STeP aims to enhance the self-reflective capabilities of LLM-based agents using synthetic self-reflected trajectories coupled with a partial masking strategy. By integrating reflections and corrections of error steps, STeP empowers LLM agents to effectively learn from teacher models and develop self-reflective and corrective behaviors. Experiments demonstrate that STeP significantly improves agent performance in tasks such as ALFWorld, WebShop, and SciWorld, contrasting with the stagnation observed using traditional expert trajectory training methods.

Figure 1: A self-reflected agent could autonomously identify, reflect on and correct errors based on interaction history.

Methodology

Agent Initialization

The first stage involves creating a base LLM agent via supervised fine-tuning (SFT) on a subset of successful expert trajectories, improving fundamental instruction-following skills. This sets a solid foundation for subsequent advanced learning stages.

Synthesizing Self-Reflected Trajectories

In this stage, interactions between the base LLM agent and its environment are guided by a stronger LLM teacher model. The teacher evaluates actions on-the-fly, providing real-time reflections and corrections for errors detected in the trajectories. This approach minimizes error propagation and facilitates the generation of refined, task-completing trajectories, which are then converted to the ReAct format.

Figure 2: Self-Reflected Trajectories on WebShop.

SFT with Partial Masking

To prevent the learning of erroneous steps, Partial Masking is utilized during the training phase. This technique masks incorrect thoughts and actions, thereby ensuring the agent internalizes only accurate steps and reasoning from the training trajectories. This mitigation strategy counters the effects of catastrophic forgetting that can occur post-SFT.

Figure 3: STeP utilizes golden trajectories and corresponding instructions to train a Self-reflected LLM-based agent through three stages. Stage 1: Agent Initialization; Stage 2: Self-Reflected Trajectories Synthesizing; Stage 3: SFT with Partial Masking.

Experimental Results

Dataset and Evaluation

Experiments were conducted on three tasks: ALFWorld, WebShop, and SciWorld, using datasets filtered to include only successful trajectories. These tasks test agents on simulated household, shopping, and science experiment environments. Evaluation metrics included average reward and task completion rate, showcasing STeP’s effectiveness in improving LLM agent performance.

Comparison and Analysis

The agent trained using STeP consistently outperformed models trained solely on expert trajectories and other meta-methods. Compared to the baseline models, STeP provides substantial performance gains across all tasks, demonstrating improved learning efficiency with fewer trajectories required.

Figure 4: Compared to golden only, self-reflected trajectories help LLMs learn more effectively and efficiently.

Additionally, several ablation studies verified the necessity and effectiveness of both self-reflected trajectories and the partial masking strategy. For example, the exclusion of partial masking leads to decreased performance in error-prone task environments.
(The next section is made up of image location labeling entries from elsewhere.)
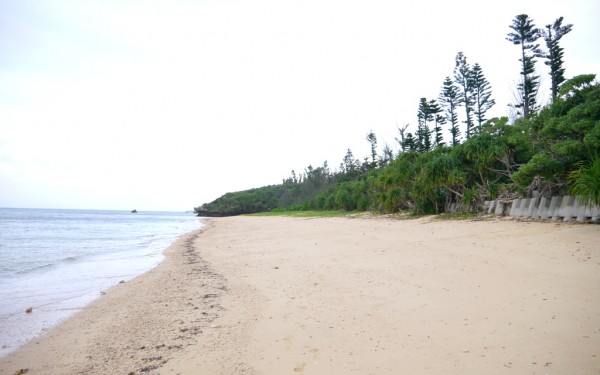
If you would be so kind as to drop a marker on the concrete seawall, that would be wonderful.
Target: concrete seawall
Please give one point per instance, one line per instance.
(564, 208)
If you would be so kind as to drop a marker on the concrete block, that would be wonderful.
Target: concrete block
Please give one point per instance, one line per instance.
(542, 211)
(566, 207)
(514, 208)
(554, 209)
(533, 204)
(522, 208)
(581, 210)
(499, 208)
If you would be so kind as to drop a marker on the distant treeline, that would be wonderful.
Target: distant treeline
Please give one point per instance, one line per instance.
(549, 151)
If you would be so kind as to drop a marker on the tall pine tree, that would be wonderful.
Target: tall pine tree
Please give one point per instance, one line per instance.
(462, 77)
(552, 35)
(423, 141)
(482, 94)
(450, 101)
(525, 35)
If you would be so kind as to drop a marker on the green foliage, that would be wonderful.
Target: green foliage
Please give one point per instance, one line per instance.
(553, 151)
(586, 181)
(525, 35)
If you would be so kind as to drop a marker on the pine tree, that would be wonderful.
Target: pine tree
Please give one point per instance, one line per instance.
(482, 94)
(552, 34)
(526, 34)
(423, 141)
(450, 100)
(372, 139)
(462, 77)
(434, 110)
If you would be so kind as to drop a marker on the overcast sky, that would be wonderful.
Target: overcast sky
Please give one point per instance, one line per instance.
(165, 105)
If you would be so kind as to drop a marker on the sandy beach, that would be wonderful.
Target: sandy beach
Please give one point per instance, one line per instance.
(365, 295)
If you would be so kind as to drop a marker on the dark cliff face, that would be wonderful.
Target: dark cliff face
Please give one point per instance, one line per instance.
(203, 212)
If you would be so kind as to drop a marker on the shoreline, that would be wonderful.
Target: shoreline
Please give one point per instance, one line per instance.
(262, 295)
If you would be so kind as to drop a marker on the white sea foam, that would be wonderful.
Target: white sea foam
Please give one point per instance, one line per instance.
(57, 261)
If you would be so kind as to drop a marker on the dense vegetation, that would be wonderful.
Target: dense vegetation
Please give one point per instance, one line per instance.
(548, 151)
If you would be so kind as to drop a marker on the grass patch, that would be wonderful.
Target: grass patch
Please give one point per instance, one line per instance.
(308, 213)
(456, 216)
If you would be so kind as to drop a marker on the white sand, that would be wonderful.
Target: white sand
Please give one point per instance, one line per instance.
(277, 295)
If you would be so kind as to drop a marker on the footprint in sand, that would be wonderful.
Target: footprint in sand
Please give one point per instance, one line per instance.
(300, 367)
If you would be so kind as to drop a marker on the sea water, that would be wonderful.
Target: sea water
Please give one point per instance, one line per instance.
(57, 261)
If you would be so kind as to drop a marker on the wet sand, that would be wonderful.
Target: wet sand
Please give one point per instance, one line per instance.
(280, 295)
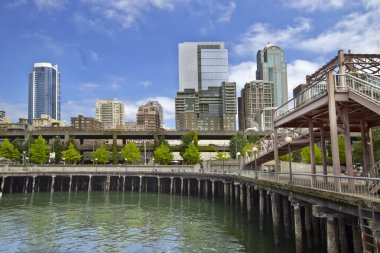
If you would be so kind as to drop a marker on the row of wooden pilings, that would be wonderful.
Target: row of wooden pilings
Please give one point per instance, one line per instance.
(338, 232)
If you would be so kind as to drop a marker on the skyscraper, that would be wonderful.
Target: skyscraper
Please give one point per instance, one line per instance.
(44, 91)
(202, 65)
(271, 66)
(110, 112)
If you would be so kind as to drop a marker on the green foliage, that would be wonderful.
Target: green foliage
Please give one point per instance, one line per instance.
(162, 155)
(58, 147)
(9, 151)
(101, 155)
(220, 156)
(131, 153)
(305, 154)
(71, 155)
(236, 144)
(39, 151)
(190, 137)
(246, 149)
(253, 137)
(191, 155)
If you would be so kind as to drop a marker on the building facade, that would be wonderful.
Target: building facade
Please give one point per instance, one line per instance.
(148, 117)
(44, 91)
(256, 105)
(213, 109)
(110, 112)
(272, 67)
(202, 65)
(86, 123)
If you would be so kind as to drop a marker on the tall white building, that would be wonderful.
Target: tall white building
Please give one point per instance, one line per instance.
(202, 65)
(44, 91)
(110, 112)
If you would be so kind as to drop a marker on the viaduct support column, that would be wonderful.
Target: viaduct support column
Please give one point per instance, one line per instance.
(298, 227)
(286, 210)
(333, 128)
(332, 239)
(108, 182)
(33, 184)
(2, 183)
(171, 185)
(70, 182)
(308, 226)
(262, 207)
(52, 183)
(89, 183)
(181, 186)
(241, 195)
(213, 188)
(276, 213)
(158, 184)
(249, 198)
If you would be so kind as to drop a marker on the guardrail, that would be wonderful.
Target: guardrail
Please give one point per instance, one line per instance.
(366, 187)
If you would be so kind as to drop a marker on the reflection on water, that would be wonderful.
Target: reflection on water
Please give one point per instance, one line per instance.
(129, 222)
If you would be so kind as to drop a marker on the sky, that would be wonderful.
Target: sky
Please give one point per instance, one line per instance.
(128, 49)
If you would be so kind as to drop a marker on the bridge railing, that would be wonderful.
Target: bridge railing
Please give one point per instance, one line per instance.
(358, 186)
(309, 94)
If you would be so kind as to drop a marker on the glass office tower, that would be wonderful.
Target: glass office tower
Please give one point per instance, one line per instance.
(202, 65)
(44, 91)
(272, 67)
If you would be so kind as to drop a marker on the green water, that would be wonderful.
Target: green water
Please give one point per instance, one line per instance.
(130, 222)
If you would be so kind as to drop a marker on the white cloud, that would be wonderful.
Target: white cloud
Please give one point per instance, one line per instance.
(242, 73)
(88, 86)
(14, 111)
(313, 5)
(167, 104)
(50, 4)
(356, 31)
(94, 56)
(126, 13)
(259, 34)
(297, 71)
(145, 83)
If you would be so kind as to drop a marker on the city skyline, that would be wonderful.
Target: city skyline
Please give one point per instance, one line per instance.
(115, 49)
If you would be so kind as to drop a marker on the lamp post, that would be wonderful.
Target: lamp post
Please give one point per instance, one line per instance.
(254, 149)
(289, 140)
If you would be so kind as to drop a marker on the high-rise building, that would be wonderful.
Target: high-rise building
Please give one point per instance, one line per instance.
(213, 109)
(44, 91)
(86, 123)
(202, 65)
(159, 108)
(110, 112)
(256, 105)
(272, 67)
(148, 117)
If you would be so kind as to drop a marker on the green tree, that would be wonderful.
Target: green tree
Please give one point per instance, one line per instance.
(191, 155)
(305, 154)
(186, 139)
(58, 147)
(162, 154)
(220, 156)
(236, 144)
(39, 151)
(71, 155)
(131, 153)
(101, 155)
(9, 151)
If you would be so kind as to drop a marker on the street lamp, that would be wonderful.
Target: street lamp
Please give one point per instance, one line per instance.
(254, 150)
(289, 140)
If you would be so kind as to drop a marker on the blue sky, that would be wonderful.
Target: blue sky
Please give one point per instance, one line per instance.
(128, 49)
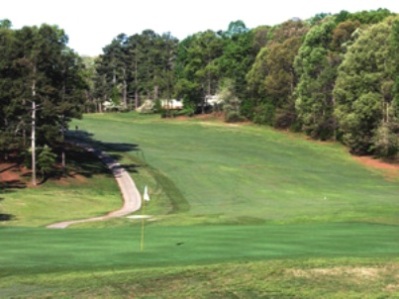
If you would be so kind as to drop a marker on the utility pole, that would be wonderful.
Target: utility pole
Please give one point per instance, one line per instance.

Figure 5: The number of Self-Reflected Trajectories generated by different teacher models, along with the average reward of the LLM-based agent trained on them.

Conclusion

The STeP methodology detailed in this paper provides a significant advancement in the training of LLM-based agents. By integrating self-reflected trajectories and employing partial masking, the capability of agents to reflect on and correct errors is notably enhanced. Future research could explore further refinement of trajectory synthesis procedures and partial masking techniques, aiming to reduce reliance on powerful teacher models and increase the autonomy and robustness of open-source LLM agents.